T.C. İstanbul Anadolu 12. ASLİYE TİCARET MAHKEMESİ
ESAS NO: 2019/847 Esas
KARAR NO: 2021/500
DAVA: İtirazın İptali (Bankacılık İşlemlerinden Kaynaklanan)
DAVA TARİHİ : 29/11/2019
KARAR TARİHİ: 09/06/2021
MAHKEMEMİZ DOSYASI İLE BİRLEŞEN
—– DAVA DOSYASI
DAVA: İtirazın İptali (Bankacılık İşlemlerinden Kaynaklanan)
DAVA TARİHİ : 09/10/2020
KARAR TARİHİ: 09/06/2021
Mahkememizde görülmekte olan İtirazın İptali (Bankacılık İşlemlerinden Kaynaklanan) davasının yapılan açık yargılaması sonunda,
GEREĞİ DÜŞÜNÜLDÜ:
Davacı vekili dava dilekçesiyle özetle; müvekkili bankanın —- tarafından —- imzalanmış olduğu, davalı şahısların da işbu — sıfatıyle imzalarının bulunduğunu, kredilerin ödenmemesi üzerine —– yevmiye sayılı ihtarname keşide edilerek kredi hesabının kat edilmiş olduğu, borçların— gün içinde ödenmesinin ihtaren bildirildiğini, ihtara rağmen borç ödenmediğinden dolayı —– sayılı dosyasından ilamsız icra takibine geçilmiş olduğu, davalıları mezkur icra dosyasına vaki itirazları üzerine işbu davanın açılması zaruretinin doğduğunu tüm bu nedenlerle davalı borçlunun itirazının iptali ile takibin devamına, davalı borçlu tarafından takip konusu alacağın %20’sinden az olmamak kaydı ile icra inkar tazminatı ödemesi ile yargılama giderlerinin ve vekalet ücretinin karşı taraf üzerinde bırakılmasına karar verilmesini talep ve dava etmiştir.

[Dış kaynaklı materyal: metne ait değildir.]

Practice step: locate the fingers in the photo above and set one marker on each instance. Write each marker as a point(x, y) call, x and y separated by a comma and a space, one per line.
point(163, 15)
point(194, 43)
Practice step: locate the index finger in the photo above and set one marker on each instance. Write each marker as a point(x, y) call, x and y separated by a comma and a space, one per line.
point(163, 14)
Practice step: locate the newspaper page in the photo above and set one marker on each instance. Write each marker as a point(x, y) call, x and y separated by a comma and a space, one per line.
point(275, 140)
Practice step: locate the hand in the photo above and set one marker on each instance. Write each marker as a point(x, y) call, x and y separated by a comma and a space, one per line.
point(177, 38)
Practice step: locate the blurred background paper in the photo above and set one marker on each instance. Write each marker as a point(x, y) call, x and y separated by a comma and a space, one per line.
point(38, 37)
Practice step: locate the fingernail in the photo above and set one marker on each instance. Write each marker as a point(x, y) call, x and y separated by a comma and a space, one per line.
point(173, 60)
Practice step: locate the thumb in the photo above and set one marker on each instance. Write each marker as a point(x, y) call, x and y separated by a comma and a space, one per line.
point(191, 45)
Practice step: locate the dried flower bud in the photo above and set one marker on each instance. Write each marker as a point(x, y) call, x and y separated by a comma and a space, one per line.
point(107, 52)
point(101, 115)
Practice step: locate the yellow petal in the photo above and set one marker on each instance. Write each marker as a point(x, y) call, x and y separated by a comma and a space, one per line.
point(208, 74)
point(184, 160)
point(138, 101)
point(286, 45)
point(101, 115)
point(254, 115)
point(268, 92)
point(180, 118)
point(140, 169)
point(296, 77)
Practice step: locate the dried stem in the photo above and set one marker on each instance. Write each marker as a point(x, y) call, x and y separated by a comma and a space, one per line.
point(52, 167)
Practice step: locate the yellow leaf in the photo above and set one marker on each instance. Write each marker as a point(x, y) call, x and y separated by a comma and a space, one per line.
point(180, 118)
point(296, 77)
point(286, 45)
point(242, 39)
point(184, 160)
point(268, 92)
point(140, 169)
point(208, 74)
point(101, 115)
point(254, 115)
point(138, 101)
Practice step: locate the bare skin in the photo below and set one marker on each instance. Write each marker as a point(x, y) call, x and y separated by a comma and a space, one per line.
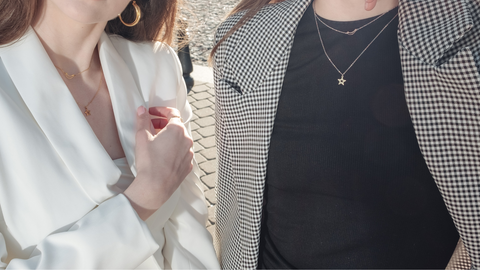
point(69, 31)
point(350, 10)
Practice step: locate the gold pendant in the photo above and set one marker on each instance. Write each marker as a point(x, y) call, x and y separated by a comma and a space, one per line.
point(351, 33)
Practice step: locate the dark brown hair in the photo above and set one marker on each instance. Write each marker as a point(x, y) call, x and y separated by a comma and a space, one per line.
point(157, 22)
point(252, 7)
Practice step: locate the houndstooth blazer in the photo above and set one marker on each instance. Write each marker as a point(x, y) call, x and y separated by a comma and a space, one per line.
point(440, 55)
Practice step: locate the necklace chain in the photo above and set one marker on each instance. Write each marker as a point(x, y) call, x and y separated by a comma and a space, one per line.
point(71, 76)
point(341, 81)
point(87, 111)
point(350, 33)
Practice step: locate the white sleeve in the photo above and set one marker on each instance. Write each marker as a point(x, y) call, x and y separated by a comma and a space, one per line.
point(111, 236)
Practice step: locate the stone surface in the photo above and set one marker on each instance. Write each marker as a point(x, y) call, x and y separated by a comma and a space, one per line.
point(205, 112)
point(211, 214)
point(210, 153)
point(207, 142)
point(209, 166)
point(207, 131)
point(203, 17)
point(205, 122)
point(203, 131)
point(210, 196)
point(209, 180)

Davalılara usulüne uygun tebligat yapılmasına rağmen davaya karşı cevap dilekçesi vermemiş davalılar vekili katıldığı duruşmada davanın reddine karar verilmesini talep etmiştir.
Birleşen dosyada, davacı vekili birleşen davadaki dava dilekçesinde özetle; müvekkili ile——- sözleşmesi imzalandığını, davalının sözleşmeyi müşterek borçlu ve müteselsil kefil sıfatıyla imzaladığını, sözleşme hükümlerine riayet etmeyen borçlunun sözleşmesinin feshedildiğini ve borcun borçlulara bildirildiğini, fakat borcun ödenmediğini, bunun üzerine borcun tahsili amacıyla —-takibe geçildiğini, davalının itirazı ile takibin durduğunu, aynı takip dosyası nedeniyle diğer üç kefil için —— dosyası ile itirazın iptali davası açıldığını, bu davanın açılan diğer dava ile birlikte görülmesinin usul ekonomisine uygun olacağını belirterek öncelikle davanın—— dosyası ile birleştirilmesine, davalının haksız itirazının iptali ile takibin devamına ve alacağın %20’sinden az olmamak üzere icra inkar tazminatına mahkum edilmesine karar verilmesini talep ve dava etmiştir.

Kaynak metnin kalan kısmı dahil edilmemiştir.